Tuesday, March 30, 2021


 I am still hoping to hear back from Soda PDF; their customer service is apparently pretty backlogged at the moment.  In the meantime, I am evaluating FoxIt and Nitro Pro.  They are similarly priced ($125 vs. $128), but FoxIt is China and Nitro Pro is Australian; putting money into an ally, not an enemy or puppetmaster is preferable.

Both are chugging along OCRing the 1841 Maine session laws, in parallel.  I was not expecting a clear performance advantage of one over the other, although FoxIt seems to be moving a bit faster.  The real tests will be how accurately they do this.  How they handle the accursed margin notes on session laws will be of interest.

So far, Nitro Pro looks simpler to use.  Still waiting for FoxIt's Word output to open.  This was the entire session laws of Maine 1841.  The Word file FoxIt produced was unreadable by Word.

Nitro Pro also failed to produce a readable Word file.

NAPS2 (free) only produces a PDF containing text.  But you can copy the text from the PDF viewer:

Chapter 169. RESOLVE in relation to the Military road. - Resolved, That the sum of twenty-five hundred dollars be and the same is hereby appropriated, for the repair of the military road and the bridges upon the same, from the Penobscot river to Houlton ; and the Governor and Council are hereby authorized to appoint an Agent to superintend the expending of the same, at a compensation not exceeding two dollars per day, upon such bridges and such portions of said road, as he shall think best for the interest of the State.

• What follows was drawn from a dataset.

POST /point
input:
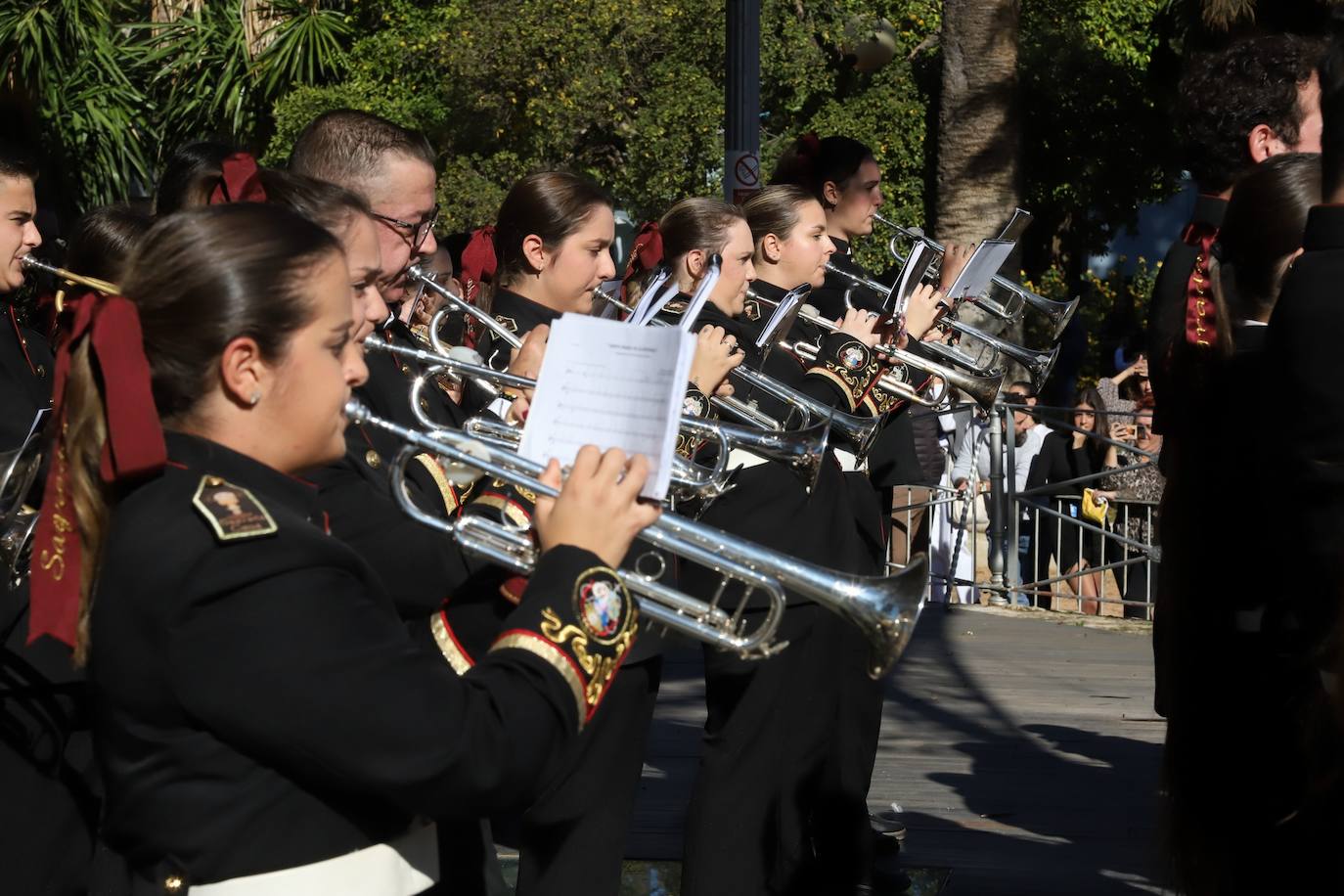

I had to do a little editing of the marginalia that are always on session laws.  Curiously, it will not do it twice, unless I am doing something wrong.   Third time, it worked.  Mystery.

1 comment:

  1. Are you aware of any OCR software where I can use something like the snipping tool to just highlight what I want converted without having to upload an image or document separately? Currently I'm snipping an image of the the text and running it through the OCR program.